Here are some ideas for engaging in self-care:

  • Give yourself permission to feel all of your emotions, especially the emotions of grief and loss. Give yourself permission to acknowledge you have needs. Our needs have to be met through ourselves, not through our children. When big feelings and fears rise up, find a neutral place where you can tend to your heart. It is also okay for children to see you process your emotions. You can model for them that we all experience sadness, fear, anxiety, hopelessness, and other hard emotions. You can model for them how to name, move through, and process deep emotions without getting stuck in them.
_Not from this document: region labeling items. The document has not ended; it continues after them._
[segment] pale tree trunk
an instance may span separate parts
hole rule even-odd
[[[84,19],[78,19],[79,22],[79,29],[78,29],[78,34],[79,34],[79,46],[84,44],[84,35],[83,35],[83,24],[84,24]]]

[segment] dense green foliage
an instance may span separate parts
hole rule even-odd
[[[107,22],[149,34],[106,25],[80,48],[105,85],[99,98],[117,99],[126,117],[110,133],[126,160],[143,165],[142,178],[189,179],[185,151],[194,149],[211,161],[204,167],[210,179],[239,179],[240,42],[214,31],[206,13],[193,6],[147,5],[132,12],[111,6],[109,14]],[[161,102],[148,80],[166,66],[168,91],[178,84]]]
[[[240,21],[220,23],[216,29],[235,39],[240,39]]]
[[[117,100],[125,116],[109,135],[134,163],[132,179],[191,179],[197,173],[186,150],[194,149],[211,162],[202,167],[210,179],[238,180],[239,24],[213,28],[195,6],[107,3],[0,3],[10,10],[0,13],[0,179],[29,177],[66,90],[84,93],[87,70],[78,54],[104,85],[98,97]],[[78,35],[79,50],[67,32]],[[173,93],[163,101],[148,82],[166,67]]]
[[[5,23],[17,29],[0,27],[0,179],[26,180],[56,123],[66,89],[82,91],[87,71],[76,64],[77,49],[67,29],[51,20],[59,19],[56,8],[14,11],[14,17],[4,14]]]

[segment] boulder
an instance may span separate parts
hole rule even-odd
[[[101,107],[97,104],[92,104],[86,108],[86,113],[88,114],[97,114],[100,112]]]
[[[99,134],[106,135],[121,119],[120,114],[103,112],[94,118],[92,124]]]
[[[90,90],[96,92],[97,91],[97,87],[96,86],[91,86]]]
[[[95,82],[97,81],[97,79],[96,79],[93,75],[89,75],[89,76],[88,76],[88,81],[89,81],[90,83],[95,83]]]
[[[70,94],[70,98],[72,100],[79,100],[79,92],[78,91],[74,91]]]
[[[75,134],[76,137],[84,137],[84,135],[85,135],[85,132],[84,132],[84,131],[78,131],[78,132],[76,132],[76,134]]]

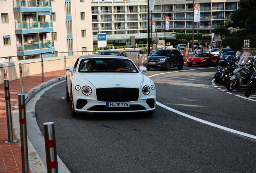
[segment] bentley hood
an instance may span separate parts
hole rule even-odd
[[[138,88],[143,80],[142,75],[140,73],[85,73],[80,76],[96,88],[115,87]]]

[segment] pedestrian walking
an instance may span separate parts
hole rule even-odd
[[[183,50],[183,60],[184,61],[187,61],[188,58],[188,48],[186,46]]]

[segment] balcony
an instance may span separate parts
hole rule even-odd
[[[52,40],[25,43],[24,44],[24,50],[23,48],[23,44],[17,44],[17,50],[23,51],[54,47],[54,42]]]
[[[19,1],[13,1],[14,7],[52,7],[52,2],[50,0],[43,1],[25,0],[21,1],[20,6]]]
[[[174,28],[185,28],[185,25],[174,25]]]
[[[111,22],[111,21],[112,21],[112,19],[111,19],[111,18],[101,19],[101,22]]]
[[[193,27],[193,25],[187,25],[186,26],[186,28],[192,28],[192,27]],[[194,28],[197,28],[197,25],[194,25]]]
[[[20,22],[14,23],[15,29],[33,29],[36,28],[52,28],[52,21],[37,21],[28,22],[22,22],[22,28],[21,28]]]
[[[138,20],[138,18],[126,18],[126,21],[132,21],[132,20]]]

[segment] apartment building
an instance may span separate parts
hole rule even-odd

  • Reflect on your strength. Reflect on the moments and times throughout your life you have felt brave and strong. Use the memory of a time you felt strong to bring you the courage to be strong now. Spend one-minute in a superhero stance to center yourself in that memory of courage and strength.
  • Find your pocket of joy and allow yourself to experience it. We often miss or turn away from moments of joy in times of change, trauma, or crises because we feel that we shouldn’t be allowed to experience it when the world feels like it’s coming down around us. But joy, levity, and happiness are what connect us to each other and to our humanity, and that connection is what keeps us going during challenging times. So what brings a smile to your face? Perhaps it’s going for a walk, or being in nature, holding a child while they sleep, singing, dancing, or building a fort and not caring if it doesn’t get cleaned up.  If you can’t find joy, please reach out for help
  • Practice remembering the good. This current sadness is on a timeline. Find points on your timeline that were good. Start with a memory: When did you make your first snowman? What is your favorite smell, and when was the last time you smelled it? When was a time you felt particularly proud of yourself as a child? Find the magic in your memories so that they can sustain you and help you meet your needs as a caregiver.
  • Check-in with one another. No one is experiencing this in the same way. We need to hear each other’s stories and bring each other hope. 

To all of the parents, caregivers, and educators in our AMAZEworks community: We are rooting for you. We are in awe of your patience, resilience, and the many ways you are adapting to all of this change. Hang in there. Be kind to yourself and one another. We are in this with you. We are in this together.